It’s been awhile since we added a non dessert cupcake kind of recipe. It will soon be fall for most folks and that means we will soon be eating more soup and hot foods. How about an easy chicken pot pie recipe without having to make a pie crust? I do have to add a small disclaimer, though. Where I grew up, “pot pie” was more like a soup or stew with thick pasta noodles and not like a pie at all.

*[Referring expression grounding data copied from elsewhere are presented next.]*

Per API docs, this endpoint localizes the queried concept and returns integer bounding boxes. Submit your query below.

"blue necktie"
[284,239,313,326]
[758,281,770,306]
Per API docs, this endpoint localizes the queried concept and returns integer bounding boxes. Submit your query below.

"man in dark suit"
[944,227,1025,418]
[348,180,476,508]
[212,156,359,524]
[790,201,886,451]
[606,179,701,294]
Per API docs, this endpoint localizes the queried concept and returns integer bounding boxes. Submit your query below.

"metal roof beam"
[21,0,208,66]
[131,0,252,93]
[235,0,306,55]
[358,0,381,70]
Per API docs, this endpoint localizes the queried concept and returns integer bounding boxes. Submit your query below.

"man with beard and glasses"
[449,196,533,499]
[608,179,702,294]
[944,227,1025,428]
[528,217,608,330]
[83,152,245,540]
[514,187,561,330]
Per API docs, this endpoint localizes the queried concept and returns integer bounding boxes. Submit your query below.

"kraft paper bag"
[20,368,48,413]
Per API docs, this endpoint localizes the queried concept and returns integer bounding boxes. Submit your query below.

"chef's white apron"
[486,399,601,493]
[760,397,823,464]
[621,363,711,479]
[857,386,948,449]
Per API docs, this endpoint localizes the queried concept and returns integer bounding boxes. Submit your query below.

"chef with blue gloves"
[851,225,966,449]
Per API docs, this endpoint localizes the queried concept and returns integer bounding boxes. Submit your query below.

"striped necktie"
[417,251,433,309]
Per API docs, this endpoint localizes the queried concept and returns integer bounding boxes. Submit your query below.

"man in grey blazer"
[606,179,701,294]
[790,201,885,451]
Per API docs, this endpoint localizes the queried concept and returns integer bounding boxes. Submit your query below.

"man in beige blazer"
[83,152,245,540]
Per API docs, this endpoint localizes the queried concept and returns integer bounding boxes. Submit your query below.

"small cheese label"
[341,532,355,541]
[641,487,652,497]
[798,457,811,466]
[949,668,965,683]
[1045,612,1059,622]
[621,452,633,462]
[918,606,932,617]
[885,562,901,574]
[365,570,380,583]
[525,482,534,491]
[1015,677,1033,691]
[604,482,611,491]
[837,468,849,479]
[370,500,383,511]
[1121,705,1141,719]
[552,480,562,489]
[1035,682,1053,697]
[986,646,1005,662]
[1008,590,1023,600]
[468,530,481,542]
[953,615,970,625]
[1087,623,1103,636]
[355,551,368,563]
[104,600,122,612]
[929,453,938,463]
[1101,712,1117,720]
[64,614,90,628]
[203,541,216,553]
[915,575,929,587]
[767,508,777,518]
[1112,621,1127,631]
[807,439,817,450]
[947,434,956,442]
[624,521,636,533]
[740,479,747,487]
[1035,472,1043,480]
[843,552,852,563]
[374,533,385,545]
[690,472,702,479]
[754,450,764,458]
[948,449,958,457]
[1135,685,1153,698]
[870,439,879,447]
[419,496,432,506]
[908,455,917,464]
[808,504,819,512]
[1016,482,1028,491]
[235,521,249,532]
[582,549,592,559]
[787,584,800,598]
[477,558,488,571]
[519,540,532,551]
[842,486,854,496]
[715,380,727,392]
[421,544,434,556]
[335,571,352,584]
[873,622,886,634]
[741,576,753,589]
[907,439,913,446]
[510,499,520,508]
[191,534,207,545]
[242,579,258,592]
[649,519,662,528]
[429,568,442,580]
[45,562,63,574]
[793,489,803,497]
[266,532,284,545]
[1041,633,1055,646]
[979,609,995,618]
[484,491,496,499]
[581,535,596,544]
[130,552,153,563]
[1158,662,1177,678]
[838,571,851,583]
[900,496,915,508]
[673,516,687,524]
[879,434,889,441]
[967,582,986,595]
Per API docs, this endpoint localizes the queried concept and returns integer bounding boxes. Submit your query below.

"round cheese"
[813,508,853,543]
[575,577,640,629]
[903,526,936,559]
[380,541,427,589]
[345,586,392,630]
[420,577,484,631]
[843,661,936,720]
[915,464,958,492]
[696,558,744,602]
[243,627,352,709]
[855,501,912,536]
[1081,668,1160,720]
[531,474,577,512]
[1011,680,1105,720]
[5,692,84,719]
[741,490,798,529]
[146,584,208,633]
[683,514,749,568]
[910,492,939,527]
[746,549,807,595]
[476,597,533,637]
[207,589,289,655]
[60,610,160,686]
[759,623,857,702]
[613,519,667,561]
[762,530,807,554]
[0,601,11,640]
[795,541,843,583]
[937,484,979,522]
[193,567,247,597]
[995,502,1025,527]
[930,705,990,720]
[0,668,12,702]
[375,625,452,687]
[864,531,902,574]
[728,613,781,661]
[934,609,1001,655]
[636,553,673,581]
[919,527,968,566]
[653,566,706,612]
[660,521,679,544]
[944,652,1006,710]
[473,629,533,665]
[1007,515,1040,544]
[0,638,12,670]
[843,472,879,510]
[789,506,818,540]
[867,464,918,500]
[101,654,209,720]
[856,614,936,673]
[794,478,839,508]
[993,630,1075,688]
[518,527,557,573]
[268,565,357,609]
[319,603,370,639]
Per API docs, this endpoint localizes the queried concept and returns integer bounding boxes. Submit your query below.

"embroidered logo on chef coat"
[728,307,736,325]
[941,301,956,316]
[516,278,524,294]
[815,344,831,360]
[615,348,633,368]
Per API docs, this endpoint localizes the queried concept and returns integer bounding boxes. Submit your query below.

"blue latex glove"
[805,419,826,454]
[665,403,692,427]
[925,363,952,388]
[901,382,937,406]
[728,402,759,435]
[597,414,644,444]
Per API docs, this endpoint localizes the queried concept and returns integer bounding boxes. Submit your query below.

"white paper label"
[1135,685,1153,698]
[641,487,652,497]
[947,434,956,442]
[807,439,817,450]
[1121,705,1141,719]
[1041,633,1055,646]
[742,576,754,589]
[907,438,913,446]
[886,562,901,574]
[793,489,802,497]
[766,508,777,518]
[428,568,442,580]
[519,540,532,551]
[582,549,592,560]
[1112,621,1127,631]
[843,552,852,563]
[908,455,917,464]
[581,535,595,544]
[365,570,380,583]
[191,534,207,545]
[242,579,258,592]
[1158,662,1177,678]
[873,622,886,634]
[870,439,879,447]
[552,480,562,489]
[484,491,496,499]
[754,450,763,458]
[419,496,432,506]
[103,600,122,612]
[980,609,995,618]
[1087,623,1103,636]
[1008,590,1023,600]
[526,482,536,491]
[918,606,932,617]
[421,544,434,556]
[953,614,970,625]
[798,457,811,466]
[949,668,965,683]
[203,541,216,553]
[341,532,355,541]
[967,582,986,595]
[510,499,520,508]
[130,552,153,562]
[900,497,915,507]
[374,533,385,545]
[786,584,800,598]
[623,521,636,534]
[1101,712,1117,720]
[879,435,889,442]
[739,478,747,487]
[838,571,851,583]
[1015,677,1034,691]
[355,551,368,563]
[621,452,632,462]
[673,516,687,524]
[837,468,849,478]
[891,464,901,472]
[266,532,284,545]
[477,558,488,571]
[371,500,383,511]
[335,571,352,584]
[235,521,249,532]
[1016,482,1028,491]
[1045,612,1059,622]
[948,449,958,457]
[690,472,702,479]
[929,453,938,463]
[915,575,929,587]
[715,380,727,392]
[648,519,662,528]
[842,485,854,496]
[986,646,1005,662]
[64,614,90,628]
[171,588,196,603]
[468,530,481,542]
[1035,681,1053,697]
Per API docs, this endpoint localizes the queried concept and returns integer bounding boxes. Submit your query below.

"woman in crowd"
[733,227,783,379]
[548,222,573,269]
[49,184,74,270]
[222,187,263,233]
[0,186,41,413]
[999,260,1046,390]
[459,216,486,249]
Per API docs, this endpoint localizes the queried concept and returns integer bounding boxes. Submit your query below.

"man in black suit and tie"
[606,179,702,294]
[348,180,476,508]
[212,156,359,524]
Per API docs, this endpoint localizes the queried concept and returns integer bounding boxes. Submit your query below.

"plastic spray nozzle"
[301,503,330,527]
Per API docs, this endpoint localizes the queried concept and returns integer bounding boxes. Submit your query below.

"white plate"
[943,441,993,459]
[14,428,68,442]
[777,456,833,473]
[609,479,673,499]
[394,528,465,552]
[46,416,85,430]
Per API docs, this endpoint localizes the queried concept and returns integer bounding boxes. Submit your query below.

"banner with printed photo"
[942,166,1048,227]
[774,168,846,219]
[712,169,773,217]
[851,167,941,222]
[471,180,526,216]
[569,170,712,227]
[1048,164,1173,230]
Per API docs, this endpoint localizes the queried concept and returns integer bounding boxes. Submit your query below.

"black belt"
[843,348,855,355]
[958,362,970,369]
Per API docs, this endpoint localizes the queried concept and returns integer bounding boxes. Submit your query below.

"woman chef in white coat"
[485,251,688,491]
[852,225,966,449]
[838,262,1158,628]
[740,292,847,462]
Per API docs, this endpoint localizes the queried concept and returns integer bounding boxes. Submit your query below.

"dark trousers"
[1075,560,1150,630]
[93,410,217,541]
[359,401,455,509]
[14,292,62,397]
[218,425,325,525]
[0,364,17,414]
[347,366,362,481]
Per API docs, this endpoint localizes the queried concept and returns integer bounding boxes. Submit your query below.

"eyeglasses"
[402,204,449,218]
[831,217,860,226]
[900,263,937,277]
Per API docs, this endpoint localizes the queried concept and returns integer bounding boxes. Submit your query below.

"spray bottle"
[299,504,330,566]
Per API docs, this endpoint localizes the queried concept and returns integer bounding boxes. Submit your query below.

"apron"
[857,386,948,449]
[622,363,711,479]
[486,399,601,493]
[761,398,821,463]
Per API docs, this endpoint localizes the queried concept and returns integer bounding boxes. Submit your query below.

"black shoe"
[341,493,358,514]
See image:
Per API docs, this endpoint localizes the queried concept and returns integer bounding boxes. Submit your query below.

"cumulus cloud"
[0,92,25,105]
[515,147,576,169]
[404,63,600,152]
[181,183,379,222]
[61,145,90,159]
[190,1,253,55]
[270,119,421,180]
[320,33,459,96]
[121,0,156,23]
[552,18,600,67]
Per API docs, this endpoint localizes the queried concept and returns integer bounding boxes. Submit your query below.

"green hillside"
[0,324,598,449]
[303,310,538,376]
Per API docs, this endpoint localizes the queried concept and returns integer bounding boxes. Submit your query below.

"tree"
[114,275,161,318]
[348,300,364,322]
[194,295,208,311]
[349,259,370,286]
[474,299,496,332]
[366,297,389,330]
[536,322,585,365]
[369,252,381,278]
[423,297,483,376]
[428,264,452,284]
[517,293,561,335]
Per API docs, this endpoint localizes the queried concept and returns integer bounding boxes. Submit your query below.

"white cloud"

Either way, these individual pies from Sunny Side Up are yummy and a snap to make.
Chicken Pot Pie Cupcakes
- 2 cups of cooked chicken breasts diced
- 1 can cream of chicken soup
- 1 cup frozen mixed veggies
- 1 cup shredded cheddar cheese
- 1/2 tablespoon of dried thyme
- 1/2 tablespoon of dried basil
- 1 teaspoon onion powder
- 1 teaspoon garlic salt
- 2 (10 oz) cans Pillsbury biscuits
- Preheat your oven to 400.
- In a large bowl, combine the cooked chicken, cream of chicken soup, frozen veggies, cheese, herbs and spices.
- Lightly grease a 12-cup muffin tin and place the Pillsbury biscuits into each cup, pressing into the bottom and up the sides.
- Evenly spoon the pot pie mixture into each biscuit cup. Slide into the oven and bake for about 15 minutes. Check at the 12 minute mark.
- Let rest for about 3 minutes and dig in!